Summer Reading 2009

“The Last Town on Earth”

The Last Town on Earth The year is 1918 and America is fighting a war on foreign soil that has divided the nation. Meanwhile, rumors of the spread of the deadliest epidemic ever are causing panic on the home front. The uninfected town of Commonwealth, Washington, votes to quarantine itself, and two young friends are asked to guard the town entrance and keep strangers out.

One day, a starving, cold - and seemingly ill - soldier comes out of the woods begging for sanctuary, and the two guards are confronted with an agonizing moral dilemma.

So begins The Last Town on Earth, a novel by Thomas Mullen, which has been selected as the Whitman College 2009 summer reading assignment for new students and the community. Listen to an interview by Liane Hansen with Thomas Mullen on NPR's Weekend Edition Sunday, September 24, 2006 here.

The following events have been planned by the College and community partners:

Faculty Panel
Saturday, August 29, 2009
2:00 – 3:00 p.m., Cordiner Hall

Nadine Knight, Assistant Professor of English; Jason Pribilsky, Associate Professor of Anthropology; and Jim Russo, Associate Professor of Chemistry and Health Professions Adviser will share their unique, discipline-specific perspectives on the summer reading, The Last Town on Earth by Thomas Mullen. This session will provide a brief introduction to the intellectual community at Whitman and serve as a springboard for the engaging book discussions to follow.

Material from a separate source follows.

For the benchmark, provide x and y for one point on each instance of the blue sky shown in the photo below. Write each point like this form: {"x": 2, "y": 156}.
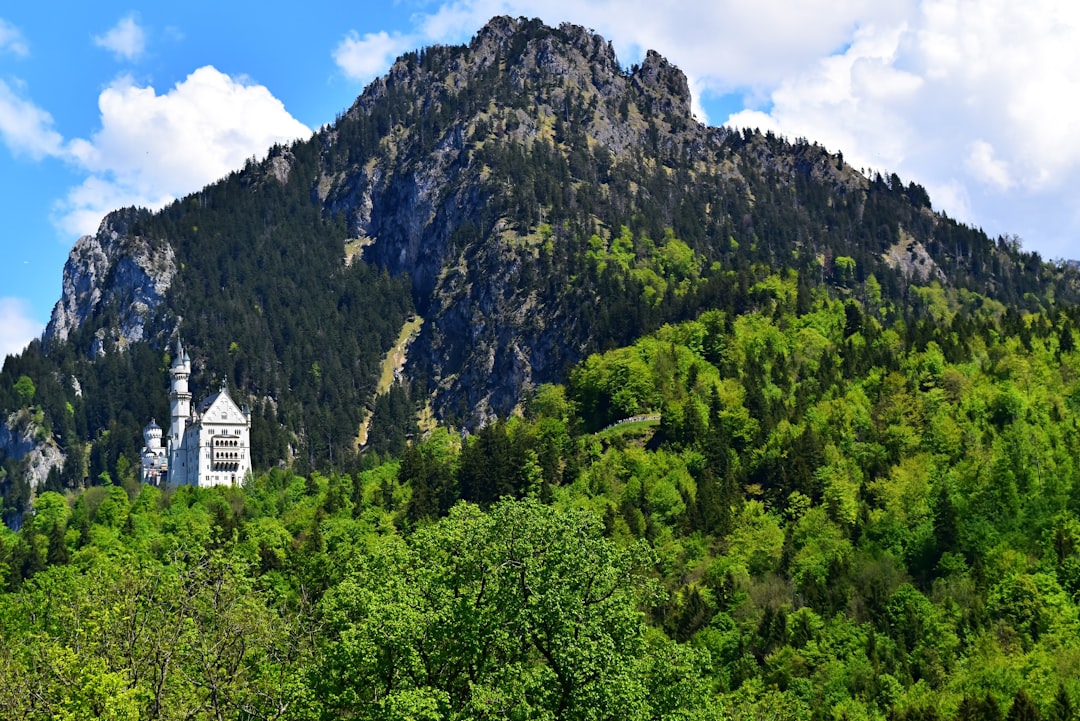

Thomas Mullen photo An Evening with Thomas Mullen
Monday, September 21, 2009
7:30 p.m., Cordiner Hall

Thomas Mullen is the author of The Last Town on Earth, which was named Best Debut Novel of 2006 by USA Today, was a Chicago Tribune Best Book of the Year, and was awarded the James Fenimore Cooper Prize for excellence in historical fiction. His second novel, The Many Deaths of the Firefly Brothers, will be published in January 2010 by Random House. He was born in Rhode Island in 1974, graduated from Oberlin College, and has lived in Boston; Chapel Hill, NC; Washington, DC; and now lives in Atlanta with his wife and son.

Sponsored by ASWC Public Speakers, the Office of the Provost and the Dean of the Faculty, and the Office of the President.